Hey! If you're reading this now, note that some of the articles linked in this article are not in English, I'm doing my best to translate them and post them here as soon as possible and will update it when I do!
A while ago, I made a post on my Medium that I talked all about the Iterator protocol and its user interface. However, in addition to APIs like Promise.finally
, ECMAScript 2018 has brought us another way of handling our iterators. The async iterators.
The problem
Let's put ourselves in a fairly common situation. We're working with Node.js and we have to read a file, line by line. Node has an API for this type of function called readLine
(see the full documentation here). This API is a wrapper so that you can read data from an input stream line by line instead of having to parse the input buffer and break the text into small pieces.

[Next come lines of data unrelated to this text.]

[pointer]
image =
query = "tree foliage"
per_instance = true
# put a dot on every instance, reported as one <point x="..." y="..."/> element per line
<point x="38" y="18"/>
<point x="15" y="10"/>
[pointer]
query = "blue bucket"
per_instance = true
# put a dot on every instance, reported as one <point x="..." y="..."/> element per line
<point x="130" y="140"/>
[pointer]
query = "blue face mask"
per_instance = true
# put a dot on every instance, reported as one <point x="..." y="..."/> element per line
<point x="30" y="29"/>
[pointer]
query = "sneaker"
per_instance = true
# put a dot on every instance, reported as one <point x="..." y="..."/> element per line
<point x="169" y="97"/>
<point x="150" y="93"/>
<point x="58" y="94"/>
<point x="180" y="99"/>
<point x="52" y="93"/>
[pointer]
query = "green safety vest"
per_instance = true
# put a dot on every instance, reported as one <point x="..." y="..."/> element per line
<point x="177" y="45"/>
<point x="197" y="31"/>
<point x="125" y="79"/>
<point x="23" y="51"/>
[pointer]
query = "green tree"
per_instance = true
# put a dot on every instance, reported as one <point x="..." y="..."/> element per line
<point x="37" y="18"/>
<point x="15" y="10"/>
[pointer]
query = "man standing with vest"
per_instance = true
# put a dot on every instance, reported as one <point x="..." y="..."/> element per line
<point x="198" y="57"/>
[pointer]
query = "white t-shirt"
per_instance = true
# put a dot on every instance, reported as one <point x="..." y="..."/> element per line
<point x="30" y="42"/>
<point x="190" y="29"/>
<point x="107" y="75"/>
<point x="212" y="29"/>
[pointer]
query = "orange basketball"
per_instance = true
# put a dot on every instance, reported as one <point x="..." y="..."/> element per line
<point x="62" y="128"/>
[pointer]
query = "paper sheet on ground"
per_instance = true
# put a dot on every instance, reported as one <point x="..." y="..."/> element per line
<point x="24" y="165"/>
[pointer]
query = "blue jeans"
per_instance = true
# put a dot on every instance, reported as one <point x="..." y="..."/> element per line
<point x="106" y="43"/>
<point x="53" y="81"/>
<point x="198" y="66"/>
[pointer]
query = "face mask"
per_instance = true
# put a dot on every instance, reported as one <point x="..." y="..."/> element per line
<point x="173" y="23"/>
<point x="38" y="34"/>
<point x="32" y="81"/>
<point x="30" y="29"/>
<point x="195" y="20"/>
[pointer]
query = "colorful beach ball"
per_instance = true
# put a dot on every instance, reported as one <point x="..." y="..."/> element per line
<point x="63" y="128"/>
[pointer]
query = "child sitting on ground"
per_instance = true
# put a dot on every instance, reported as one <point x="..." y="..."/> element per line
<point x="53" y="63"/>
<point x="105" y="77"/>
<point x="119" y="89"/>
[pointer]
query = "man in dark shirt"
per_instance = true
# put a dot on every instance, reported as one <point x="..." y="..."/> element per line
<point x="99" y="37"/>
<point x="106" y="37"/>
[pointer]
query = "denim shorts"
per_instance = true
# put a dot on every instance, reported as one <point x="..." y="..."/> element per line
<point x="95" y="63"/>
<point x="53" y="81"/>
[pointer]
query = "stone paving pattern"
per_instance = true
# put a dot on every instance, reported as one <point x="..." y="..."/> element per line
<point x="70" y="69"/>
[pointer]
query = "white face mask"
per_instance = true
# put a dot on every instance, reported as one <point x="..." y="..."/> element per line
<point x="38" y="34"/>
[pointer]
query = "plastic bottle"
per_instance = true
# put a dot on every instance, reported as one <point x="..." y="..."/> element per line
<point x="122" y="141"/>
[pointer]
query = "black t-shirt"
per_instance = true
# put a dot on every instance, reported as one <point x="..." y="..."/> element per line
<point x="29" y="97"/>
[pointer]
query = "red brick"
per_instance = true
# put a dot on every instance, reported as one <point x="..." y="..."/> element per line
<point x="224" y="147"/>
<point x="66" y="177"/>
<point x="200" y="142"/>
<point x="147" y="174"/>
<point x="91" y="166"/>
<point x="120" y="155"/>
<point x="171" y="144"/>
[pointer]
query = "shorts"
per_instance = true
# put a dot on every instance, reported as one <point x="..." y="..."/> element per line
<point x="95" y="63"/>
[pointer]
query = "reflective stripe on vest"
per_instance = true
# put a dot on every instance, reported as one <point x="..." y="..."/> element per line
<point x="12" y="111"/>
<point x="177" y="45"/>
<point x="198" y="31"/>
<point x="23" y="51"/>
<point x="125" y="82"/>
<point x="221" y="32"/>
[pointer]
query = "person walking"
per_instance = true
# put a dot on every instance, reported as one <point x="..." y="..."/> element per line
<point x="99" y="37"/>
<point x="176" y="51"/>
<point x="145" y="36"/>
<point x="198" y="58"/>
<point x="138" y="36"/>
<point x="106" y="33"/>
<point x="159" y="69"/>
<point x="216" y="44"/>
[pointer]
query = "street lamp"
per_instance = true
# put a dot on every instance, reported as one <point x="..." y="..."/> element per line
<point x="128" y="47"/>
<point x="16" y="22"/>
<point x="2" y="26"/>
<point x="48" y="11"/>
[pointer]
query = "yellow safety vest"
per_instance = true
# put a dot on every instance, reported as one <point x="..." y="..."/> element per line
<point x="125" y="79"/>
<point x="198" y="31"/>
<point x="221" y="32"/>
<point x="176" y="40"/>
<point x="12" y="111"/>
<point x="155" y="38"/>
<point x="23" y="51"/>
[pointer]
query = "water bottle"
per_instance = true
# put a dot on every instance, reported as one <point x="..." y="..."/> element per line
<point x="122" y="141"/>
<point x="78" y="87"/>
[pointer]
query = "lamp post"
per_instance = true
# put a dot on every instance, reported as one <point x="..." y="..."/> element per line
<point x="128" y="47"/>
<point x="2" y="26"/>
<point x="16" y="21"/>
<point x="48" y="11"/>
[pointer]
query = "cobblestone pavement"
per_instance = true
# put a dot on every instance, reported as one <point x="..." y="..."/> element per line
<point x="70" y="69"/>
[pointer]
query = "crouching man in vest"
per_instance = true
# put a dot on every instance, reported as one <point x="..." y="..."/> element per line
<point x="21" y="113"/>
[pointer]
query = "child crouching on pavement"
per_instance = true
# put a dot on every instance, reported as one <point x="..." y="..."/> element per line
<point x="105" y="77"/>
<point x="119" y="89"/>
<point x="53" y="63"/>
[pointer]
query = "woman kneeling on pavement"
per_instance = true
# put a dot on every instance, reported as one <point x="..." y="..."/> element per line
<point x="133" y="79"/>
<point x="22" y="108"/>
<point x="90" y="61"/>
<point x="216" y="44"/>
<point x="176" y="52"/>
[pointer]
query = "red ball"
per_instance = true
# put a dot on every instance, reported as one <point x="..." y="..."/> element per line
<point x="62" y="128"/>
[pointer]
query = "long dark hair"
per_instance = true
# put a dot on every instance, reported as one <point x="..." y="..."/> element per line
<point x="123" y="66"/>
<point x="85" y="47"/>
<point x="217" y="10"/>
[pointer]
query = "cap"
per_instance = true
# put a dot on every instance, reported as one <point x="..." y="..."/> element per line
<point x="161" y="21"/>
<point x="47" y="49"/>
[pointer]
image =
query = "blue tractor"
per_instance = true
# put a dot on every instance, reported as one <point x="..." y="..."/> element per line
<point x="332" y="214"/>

It exposes an event API, which you can listen to like this:
const fs = require('fs')
const readline = require('readline')
const reader = readline.createInterface({
input: fs.createReadStream('./file.txt'),
crlfDelay: Infinity
})
reader.on('line', (line) => console.log(line))
Imagine we have a simple file:
line 1
line 2
line 3
If we run this code on the file we've created, we'll get a line-by-line output on our console. However, working with events is not one of the best ways to make maintainable code, because events are completely asynchronous and they can break the flow of the code, since they are fired out of order and you can only assign an action through a listener.
The solution
In addition to the event API, readline
also exposes an async iterator
. This means that, instead of reading the line through listeners in the line
event, we will read the line through a new way of using the for
keyword.
Today we have a few options for using a for
loop. The first one is the most common model, using a counter and a condition:
for (let x = 0; x < array.length; x++) {
// Code here
}
We can also use the notation for ... in
notation to read array indexes:
const a = [1,2,3,4,5,6]
for (let index in a) {
console.log(a[index])
}
In the previous case, we will get as output in console.log
, the numbers from 1 to 6, however if we use console.log(index)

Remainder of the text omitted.